Tuesday, 10 September 2013

Column for media release

Auckland Councillor Cameron Brewer

Soaring Council debt needs urgent focus

By Cameron Brewer

In the relatively short life of the inaugural Auckland Council debt levels have soared.

The council’s borrowings will increase from $5.5 billion to $6.7 billion in the current 2013/14 financial year. That’s an increase of $1.2 billion in just 12 months, which is over $3 million a day. At the same time the cost of interest payments is forecast at $367 million, which is just over $1 million a day. These are huge numbers.

More worryingly is that this is not just a one off. The council’s 2013 pre-election report revealed some worrying skyward escalation. While the 10-year Long Term Plan signed off just last year forecast debt to reach over $12.3 billion by 2022, it has now been revised up another $598m to $12.9 billion.

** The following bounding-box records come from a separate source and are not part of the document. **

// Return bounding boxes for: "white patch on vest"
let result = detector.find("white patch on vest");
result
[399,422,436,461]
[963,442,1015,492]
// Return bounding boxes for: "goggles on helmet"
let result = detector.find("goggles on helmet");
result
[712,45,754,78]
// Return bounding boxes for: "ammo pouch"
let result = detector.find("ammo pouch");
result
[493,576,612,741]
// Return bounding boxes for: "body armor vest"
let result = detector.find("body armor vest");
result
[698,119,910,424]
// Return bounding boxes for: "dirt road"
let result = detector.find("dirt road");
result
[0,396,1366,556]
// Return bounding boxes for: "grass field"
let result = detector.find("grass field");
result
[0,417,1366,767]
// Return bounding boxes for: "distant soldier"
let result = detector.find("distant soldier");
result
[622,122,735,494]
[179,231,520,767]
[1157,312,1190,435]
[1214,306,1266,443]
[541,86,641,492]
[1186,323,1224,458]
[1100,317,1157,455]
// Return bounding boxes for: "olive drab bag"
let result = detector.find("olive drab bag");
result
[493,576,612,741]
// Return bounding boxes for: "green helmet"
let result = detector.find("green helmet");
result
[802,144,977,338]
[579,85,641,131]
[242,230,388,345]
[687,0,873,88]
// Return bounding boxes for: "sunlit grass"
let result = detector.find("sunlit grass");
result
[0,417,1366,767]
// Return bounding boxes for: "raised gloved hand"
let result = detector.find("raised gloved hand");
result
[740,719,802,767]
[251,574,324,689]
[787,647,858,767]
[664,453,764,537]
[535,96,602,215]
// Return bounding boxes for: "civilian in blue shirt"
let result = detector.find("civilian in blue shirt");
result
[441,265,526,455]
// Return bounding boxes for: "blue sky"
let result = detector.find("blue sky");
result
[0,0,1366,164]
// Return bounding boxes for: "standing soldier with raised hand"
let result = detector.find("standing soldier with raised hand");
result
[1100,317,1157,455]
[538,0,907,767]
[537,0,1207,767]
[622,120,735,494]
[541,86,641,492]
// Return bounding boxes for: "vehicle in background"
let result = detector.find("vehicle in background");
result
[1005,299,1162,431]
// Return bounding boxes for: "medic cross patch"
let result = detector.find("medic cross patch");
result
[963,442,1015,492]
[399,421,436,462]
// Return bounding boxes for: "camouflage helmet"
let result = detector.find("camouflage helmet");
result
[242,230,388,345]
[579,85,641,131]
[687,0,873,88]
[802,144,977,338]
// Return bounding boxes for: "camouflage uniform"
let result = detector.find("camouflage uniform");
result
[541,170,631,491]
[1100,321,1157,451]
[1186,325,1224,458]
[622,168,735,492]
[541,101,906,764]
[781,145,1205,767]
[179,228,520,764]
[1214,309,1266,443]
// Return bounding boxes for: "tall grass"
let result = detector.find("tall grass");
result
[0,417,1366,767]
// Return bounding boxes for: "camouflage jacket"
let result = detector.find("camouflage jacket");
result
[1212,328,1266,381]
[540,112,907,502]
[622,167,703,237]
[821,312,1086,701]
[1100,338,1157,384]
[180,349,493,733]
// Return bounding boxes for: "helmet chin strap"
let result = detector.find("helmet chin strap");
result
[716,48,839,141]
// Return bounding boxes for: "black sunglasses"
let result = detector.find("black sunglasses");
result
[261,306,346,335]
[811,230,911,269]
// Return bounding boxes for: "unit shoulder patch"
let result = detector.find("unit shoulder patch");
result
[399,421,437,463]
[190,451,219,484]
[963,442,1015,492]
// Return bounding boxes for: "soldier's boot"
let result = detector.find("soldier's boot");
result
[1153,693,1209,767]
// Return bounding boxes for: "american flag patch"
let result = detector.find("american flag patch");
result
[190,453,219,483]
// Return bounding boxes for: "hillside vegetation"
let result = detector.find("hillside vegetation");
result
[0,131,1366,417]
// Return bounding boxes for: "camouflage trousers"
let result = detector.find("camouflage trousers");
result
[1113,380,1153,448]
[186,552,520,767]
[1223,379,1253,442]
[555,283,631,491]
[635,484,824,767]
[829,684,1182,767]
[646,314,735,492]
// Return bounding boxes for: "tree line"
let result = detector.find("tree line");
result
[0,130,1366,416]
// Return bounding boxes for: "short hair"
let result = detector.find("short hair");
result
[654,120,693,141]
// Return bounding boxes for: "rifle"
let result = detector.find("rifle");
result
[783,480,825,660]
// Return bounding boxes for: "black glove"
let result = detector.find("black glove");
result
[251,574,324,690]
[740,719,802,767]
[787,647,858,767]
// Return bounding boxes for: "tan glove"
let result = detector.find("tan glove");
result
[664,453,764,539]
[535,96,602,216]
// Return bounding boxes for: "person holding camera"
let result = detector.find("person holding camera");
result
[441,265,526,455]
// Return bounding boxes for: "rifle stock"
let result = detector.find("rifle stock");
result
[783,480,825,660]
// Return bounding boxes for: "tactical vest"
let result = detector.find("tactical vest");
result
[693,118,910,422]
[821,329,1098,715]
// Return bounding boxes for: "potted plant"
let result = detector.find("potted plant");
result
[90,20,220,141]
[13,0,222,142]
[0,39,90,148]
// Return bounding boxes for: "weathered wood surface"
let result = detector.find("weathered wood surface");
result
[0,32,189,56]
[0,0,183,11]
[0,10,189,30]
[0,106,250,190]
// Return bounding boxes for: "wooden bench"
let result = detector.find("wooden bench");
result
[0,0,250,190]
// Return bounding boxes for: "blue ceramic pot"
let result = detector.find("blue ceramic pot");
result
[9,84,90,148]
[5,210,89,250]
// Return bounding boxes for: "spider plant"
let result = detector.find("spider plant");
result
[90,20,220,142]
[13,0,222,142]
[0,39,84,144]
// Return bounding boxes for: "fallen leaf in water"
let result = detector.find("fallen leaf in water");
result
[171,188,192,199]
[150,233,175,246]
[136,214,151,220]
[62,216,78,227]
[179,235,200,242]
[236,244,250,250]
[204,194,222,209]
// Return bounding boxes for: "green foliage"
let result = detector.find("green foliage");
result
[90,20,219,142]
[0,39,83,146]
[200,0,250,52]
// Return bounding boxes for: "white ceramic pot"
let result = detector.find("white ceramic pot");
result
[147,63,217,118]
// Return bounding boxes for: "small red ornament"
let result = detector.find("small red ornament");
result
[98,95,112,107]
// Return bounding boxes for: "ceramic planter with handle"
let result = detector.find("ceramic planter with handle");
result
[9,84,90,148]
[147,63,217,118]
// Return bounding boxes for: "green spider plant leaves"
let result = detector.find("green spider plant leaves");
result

In late 2010 when Auckland’s eight councils amalgamated net debt for the group (which includes the council controlled organisations) was put at $3.4 billion, with the expectation that costs would be better contained under one council. 

However the annual net interest costs alone are set to increase from $190m to a staggering $752m over the first decade of this amalgamated council – which will then take the equivalent of nearly 25% of annual rates income to fund. That’s based on the assumptions that borrowings will not be revised up again and even more unlikely, interest rates remaining at between five and six percent.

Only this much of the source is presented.